Oui à la fête réunionnaise de la liberté ! Non à la fête “cafre” ! Parler de fête “cafre” c’est une erreur historique. Le 20 décembre 1848, 62.000 esclaves ont été libérés. Certes, une grande majorité venait de la côte d’Afrique, en particulier du Mozambique... mais ils étaient aussi nombreux à venir de Madagascar, d’Asie et de l’Inde. C’est pour cette raison qu’il conviendrait de parler de “Fête réunionnaise de la liberté”.

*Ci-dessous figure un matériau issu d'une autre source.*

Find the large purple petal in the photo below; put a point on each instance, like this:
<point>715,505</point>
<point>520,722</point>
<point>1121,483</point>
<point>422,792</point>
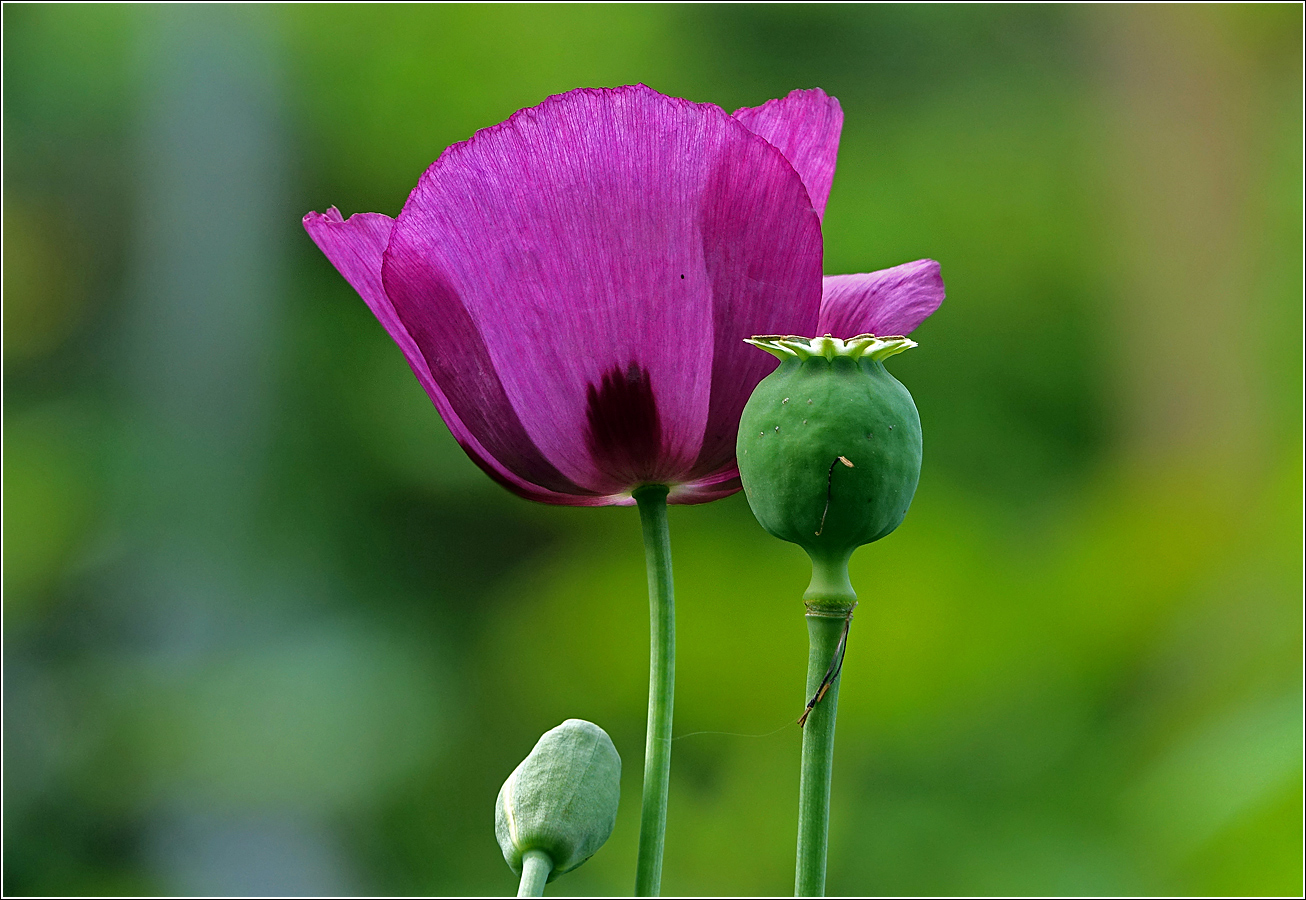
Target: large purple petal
<point>886,302</point>
<point>600,260</point>
<point>805,126</point>
<point>355,247</point>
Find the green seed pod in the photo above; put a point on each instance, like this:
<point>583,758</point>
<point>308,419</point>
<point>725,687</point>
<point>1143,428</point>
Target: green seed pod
<point>829,451</point>
<point>562,798</point>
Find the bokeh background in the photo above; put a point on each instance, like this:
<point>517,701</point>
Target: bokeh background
<point>268,631</point>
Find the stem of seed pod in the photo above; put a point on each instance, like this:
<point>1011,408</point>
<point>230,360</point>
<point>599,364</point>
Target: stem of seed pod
<point>827,634</point>
<point>536,867</point>
<point>657,743</point>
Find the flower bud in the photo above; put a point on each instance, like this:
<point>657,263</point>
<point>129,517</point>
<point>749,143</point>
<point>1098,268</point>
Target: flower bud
<point>562,798</point>
<point>829,451</point>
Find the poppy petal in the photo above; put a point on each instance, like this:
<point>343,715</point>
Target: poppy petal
<point>355,246</point>
<point>597,259</point>
<point>886,302</point>
<point>805,126</point>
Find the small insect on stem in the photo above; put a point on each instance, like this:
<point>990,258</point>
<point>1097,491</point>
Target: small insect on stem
<point>829,486</point>
<point>836,665</point>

Dans l’Histoire d’un pays, 156 ans c’est peu, très peu pour effacer dans la mémoire toutes les marques des souffrances de cette situation inhumaine que constituait l’esclavage devenue depuis heureusement “crime contre l’humanité”. Réunionnais, le mot “esclavage” doit nous interpeller. Comment oublier que nos ancêtres aient été enchaînés, martyrisés et tués sur cette terre réunionnaise ?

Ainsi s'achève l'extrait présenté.